Book West Indian Literature

    Book Details:
  • Author : Kenneth Ramchand
  • Publisher :
  • Release : 1976
  • ISBN : 9780175660582
  • Pages : 183 pages

Download or read book West Indian Literature written by Kenneth Ramchand and published by . This book was released on 1976 with total page 183 pages. Available in PDF, EPUB and Kindle. Book excerpt:

Book Caliban in Exile

Download or read book Caliban in Exile written by Margaret P. Joseph and published by Praeger. This book was released on 1992-05-27 with total page 168 pages. Available in PDF, EPUB and Kindle. Book excerpt: The Caliban-Prospero encounter in Shakespeare's The Tempest has evolved as a metaphor for the colonial experience.

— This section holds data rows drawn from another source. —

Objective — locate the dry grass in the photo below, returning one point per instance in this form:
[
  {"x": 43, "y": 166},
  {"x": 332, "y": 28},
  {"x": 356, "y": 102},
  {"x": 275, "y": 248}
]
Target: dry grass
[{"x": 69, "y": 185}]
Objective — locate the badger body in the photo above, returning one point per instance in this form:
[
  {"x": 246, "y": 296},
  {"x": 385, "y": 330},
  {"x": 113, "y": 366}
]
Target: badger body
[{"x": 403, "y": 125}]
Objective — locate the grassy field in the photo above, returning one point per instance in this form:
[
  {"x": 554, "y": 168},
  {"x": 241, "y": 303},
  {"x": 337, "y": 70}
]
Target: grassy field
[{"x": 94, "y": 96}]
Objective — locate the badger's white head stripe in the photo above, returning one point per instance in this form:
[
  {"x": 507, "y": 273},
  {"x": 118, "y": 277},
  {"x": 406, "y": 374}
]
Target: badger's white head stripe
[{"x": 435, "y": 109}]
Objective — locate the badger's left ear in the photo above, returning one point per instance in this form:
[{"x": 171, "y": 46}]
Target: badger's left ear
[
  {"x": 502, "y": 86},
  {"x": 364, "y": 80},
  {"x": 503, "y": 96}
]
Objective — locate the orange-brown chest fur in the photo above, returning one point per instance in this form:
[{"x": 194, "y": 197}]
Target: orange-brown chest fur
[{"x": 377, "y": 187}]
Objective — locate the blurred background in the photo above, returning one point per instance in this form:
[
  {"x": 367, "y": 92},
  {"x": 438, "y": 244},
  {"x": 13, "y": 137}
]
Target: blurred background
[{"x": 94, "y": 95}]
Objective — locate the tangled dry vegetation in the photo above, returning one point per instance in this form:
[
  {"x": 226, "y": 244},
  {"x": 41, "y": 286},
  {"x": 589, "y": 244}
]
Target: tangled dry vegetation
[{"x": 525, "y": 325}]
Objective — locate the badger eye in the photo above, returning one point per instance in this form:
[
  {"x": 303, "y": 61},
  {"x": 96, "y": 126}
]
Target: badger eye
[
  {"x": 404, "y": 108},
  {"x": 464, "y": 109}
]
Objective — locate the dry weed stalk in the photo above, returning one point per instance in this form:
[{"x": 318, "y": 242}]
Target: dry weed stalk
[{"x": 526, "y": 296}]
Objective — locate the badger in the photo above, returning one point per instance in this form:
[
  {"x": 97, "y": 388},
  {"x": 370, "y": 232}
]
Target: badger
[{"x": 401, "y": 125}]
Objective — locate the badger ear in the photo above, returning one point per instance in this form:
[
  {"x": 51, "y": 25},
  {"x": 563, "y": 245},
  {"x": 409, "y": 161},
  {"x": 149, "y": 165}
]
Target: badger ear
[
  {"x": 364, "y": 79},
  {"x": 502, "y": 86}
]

The present study utilizes the Caliban symbol in examining the influence of colonialism in Caribbean literature, focusing on the works of three major writers from the Caribbean islands: Jean Rhys, of British descent from Dominica; George Lamming, of African origin from Barbados; and Sam Selvon, of mixed Indian and Scottish heritage from Trinidad. The works chosen are set in England where the writers and their characters experience a double displacement, the alienation of the exiled in the country that once colonized their own islands. They are outsiders: unwelcome in Prospero's home country. The novels dramatize the theme of physical and psychological exile. Rhys's characters need mirrors in which they search for an assurance of identity; Lamming's are torn by the conflict inherent in the tragic sense of life; and Selvon's ironic language expresses the deepest sense of exile: exile from one's own self. Other Caribbean writers are included in the analysis, and the volume concludes by examining contemporary writers for whom Caliban's role in literature appears to be changing. Novelists like Earl Lovelace and Jamaica Kincaid demonstrate that it is possible to be an outsider in one's own country, and that issues of class can be as corrosive as issues of race. The focus has moved beyond physical exile, but the spirit and strength of Caliban continue to pervade the new literature. In giving expression to their anguish, both the earlier and new Caribbean writers have created highly interesting and successful fiction. This well crafted thematic study of Caribbean literature will be of great value to students, teachers, scholars, and readers of Third World, post-colonial, and multicultural literature.